BU Today: Tired of Remembering All Those Passwords? Help May Be in Sight

Excerpt from BU Today | By: Rich Barlow | November 19, 2024 | Photo: iStock

Passwords have protected—and perplexed—people since they were invented during the Kennedy administration for a multiuser computer at MIT. The leader of that long-ago project more recently called passwords “kind of a nightmare.”

It doesn’t take a PhD in computer science to know why. Hackers can heist passwords, compromising your accounts, or in some cases, those of millions of people. We’re told to create many different passwords to limit that threat, but remembering them all is daunting.
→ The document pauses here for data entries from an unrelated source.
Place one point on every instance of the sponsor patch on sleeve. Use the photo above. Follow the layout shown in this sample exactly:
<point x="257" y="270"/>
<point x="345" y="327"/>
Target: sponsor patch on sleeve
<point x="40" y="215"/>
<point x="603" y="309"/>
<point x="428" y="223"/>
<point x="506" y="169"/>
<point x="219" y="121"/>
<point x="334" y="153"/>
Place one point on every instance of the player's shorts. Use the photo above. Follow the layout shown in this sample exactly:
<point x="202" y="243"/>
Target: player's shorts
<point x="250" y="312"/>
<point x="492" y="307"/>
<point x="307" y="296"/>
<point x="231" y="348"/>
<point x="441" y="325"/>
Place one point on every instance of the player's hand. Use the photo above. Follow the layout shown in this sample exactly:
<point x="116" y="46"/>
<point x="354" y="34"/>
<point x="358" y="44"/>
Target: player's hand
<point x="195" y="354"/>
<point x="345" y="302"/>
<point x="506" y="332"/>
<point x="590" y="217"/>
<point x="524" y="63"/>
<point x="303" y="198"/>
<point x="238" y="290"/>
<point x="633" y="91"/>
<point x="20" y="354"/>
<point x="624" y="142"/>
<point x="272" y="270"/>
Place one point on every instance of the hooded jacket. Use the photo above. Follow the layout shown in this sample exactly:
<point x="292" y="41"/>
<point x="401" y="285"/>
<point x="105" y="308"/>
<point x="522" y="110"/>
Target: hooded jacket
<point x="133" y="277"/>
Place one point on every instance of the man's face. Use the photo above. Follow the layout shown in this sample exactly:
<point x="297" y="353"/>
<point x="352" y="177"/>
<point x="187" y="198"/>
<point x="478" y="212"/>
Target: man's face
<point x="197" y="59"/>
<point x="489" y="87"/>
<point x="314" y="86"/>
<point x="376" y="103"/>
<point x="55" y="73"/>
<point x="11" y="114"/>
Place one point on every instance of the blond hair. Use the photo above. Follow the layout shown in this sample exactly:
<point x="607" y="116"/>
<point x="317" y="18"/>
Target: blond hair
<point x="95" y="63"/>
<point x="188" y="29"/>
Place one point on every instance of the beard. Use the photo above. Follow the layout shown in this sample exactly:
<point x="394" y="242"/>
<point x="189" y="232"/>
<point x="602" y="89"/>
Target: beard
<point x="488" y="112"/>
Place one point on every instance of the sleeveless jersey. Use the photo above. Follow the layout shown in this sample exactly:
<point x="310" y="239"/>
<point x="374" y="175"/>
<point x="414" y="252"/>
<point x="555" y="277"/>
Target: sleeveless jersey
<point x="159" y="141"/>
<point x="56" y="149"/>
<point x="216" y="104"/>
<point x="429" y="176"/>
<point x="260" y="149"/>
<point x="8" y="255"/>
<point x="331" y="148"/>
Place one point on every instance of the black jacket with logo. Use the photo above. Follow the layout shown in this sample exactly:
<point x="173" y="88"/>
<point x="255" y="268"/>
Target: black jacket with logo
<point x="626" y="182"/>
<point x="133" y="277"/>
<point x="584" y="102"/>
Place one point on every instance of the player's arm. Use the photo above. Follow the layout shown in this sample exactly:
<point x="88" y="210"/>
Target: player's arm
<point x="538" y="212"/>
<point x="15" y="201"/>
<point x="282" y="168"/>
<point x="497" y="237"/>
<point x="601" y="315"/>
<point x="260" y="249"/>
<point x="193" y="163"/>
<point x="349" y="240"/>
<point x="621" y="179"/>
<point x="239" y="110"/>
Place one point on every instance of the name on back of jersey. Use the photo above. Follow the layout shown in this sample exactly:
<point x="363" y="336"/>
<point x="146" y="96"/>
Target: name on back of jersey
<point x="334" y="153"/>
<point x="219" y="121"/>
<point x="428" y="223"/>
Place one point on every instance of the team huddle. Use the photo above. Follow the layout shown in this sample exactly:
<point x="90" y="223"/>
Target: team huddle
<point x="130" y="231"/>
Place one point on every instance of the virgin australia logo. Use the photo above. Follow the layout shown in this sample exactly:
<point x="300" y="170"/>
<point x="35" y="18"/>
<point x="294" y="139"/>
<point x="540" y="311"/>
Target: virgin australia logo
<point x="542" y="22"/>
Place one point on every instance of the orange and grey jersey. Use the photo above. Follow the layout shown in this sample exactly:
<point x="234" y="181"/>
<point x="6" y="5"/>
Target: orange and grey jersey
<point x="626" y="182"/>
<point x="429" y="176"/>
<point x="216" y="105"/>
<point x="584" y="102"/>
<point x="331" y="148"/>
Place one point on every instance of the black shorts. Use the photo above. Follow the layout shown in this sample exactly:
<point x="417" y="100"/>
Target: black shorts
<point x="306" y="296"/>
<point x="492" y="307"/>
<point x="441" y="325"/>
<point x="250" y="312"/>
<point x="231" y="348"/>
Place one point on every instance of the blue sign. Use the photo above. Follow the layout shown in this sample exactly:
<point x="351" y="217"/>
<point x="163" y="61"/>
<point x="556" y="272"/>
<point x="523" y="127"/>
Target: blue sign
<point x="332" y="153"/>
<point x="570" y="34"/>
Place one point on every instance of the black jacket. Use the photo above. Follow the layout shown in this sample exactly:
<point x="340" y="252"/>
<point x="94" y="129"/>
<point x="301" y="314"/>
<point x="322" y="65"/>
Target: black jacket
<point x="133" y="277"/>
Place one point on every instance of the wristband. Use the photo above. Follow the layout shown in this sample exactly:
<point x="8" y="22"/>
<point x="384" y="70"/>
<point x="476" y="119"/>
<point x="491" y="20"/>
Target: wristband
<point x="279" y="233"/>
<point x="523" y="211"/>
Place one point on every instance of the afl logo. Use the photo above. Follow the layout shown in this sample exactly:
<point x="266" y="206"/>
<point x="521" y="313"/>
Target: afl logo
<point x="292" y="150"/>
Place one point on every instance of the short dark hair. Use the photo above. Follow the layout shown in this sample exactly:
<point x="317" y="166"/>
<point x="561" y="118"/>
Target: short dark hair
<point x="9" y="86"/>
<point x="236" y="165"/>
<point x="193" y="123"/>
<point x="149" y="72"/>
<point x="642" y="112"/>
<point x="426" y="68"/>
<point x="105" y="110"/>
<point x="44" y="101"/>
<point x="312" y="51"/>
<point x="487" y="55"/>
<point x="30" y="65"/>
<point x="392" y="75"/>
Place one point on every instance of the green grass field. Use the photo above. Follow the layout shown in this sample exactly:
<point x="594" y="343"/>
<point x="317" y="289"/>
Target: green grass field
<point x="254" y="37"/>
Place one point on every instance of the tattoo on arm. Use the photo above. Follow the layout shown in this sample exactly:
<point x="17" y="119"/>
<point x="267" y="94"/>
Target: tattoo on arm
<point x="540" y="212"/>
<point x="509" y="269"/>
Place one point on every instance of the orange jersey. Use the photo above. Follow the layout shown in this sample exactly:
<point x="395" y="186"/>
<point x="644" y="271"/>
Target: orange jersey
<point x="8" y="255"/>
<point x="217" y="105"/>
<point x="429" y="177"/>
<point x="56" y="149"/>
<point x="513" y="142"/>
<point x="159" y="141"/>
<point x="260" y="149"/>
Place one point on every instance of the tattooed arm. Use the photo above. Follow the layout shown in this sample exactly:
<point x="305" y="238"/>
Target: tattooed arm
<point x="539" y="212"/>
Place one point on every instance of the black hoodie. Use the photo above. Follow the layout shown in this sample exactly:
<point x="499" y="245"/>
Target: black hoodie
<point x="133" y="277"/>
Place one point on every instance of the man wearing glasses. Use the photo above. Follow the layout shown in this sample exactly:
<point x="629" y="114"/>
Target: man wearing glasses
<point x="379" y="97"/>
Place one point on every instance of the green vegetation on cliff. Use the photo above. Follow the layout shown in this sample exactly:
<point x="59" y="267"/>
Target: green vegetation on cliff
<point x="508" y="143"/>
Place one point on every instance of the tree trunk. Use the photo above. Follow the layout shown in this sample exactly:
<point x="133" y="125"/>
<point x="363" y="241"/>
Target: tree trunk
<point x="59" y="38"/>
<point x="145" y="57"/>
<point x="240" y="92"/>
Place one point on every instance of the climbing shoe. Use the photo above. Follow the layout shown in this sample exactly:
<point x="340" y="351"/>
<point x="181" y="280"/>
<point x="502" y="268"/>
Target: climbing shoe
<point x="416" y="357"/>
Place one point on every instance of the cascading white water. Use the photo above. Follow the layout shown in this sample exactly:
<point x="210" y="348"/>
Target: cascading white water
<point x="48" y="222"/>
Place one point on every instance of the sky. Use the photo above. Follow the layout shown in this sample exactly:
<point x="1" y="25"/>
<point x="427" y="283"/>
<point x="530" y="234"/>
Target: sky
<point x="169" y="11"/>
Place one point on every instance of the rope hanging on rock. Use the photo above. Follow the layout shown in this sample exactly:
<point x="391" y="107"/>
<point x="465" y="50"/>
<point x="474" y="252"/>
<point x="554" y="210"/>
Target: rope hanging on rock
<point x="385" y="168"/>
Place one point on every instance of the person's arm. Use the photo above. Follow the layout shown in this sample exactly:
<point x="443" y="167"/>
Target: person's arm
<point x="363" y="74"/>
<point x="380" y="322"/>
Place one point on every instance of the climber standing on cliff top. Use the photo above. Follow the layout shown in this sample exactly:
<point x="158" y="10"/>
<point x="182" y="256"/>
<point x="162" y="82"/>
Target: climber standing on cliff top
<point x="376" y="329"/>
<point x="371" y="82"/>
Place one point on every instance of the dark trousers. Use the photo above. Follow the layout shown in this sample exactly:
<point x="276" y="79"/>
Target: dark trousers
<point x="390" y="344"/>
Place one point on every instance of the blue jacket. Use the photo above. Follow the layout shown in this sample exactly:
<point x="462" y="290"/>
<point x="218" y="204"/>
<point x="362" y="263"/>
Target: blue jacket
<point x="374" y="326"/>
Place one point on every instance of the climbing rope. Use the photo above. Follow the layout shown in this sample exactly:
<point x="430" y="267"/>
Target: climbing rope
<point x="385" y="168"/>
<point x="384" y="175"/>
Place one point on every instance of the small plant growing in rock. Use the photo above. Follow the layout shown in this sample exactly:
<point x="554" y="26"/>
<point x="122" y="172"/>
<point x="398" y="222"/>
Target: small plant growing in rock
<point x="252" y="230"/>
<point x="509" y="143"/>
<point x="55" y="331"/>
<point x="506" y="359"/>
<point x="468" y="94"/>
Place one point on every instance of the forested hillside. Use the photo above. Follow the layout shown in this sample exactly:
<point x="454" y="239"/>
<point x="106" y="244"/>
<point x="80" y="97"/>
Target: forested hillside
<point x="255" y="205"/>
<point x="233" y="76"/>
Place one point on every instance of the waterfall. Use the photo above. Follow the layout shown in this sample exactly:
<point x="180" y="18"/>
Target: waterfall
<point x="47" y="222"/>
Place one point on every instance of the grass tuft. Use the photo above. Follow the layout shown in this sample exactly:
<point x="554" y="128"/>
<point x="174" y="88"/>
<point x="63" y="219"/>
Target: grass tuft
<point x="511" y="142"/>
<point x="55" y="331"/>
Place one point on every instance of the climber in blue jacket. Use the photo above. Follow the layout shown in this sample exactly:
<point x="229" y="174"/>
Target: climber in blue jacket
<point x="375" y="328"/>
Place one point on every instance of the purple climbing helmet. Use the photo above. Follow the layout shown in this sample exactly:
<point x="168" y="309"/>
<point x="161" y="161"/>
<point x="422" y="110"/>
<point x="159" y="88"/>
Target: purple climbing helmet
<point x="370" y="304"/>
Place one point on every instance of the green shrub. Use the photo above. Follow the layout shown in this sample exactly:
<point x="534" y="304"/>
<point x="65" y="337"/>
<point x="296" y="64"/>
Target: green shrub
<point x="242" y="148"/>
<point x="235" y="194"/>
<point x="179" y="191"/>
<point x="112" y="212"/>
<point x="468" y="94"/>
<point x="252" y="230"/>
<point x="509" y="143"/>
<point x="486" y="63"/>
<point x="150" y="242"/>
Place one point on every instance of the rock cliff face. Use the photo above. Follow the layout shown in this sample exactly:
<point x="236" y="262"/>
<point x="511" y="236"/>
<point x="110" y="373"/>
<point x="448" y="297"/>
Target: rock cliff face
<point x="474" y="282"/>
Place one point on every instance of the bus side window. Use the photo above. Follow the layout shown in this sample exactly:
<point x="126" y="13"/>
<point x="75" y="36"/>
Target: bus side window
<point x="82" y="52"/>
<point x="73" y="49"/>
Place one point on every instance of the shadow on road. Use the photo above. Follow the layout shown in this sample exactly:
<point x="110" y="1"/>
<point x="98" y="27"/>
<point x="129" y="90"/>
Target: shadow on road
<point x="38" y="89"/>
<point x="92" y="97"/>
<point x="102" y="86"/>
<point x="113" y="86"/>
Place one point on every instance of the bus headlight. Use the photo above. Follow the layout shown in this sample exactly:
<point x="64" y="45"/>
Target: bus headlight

That’s why the world’s most common password (easy to remember—and to hack) is “123456.”

A story recently published in Vox asserts that “a world without passwords is in sight” thanks to passkeys: encrypted codes, stored on a device or password manager, that allow a user to log into websites and apps by using their fingerprint, a PIN, or facial recognition. They are impervious, passkey developers say, to phishers and cannot be stolen.

The list of major websites that support passkeys ranges from Amazon to Best Buy to Google to Walmart, though many keep a password as a backup if users lose track of their passkey.

BU Today asked Mayank Varia, an associate professor in BU’s Faculty of Computing & Data Sciences, whether passwords are bound for the way of the brontosaurus. “Security, just like life, is all about trade-offs,” he says. “The question is, what is the convenience-versus-security trade-off? And there’s a whole spectrum of options there, and I think [a passkey] is a reasonable choice within those options.”

Varia researches cryptography and serves on the United Nations Privacy-Preserving Techniques Task Team, which promotes laws and policies regarding cryptography and protected data analysis.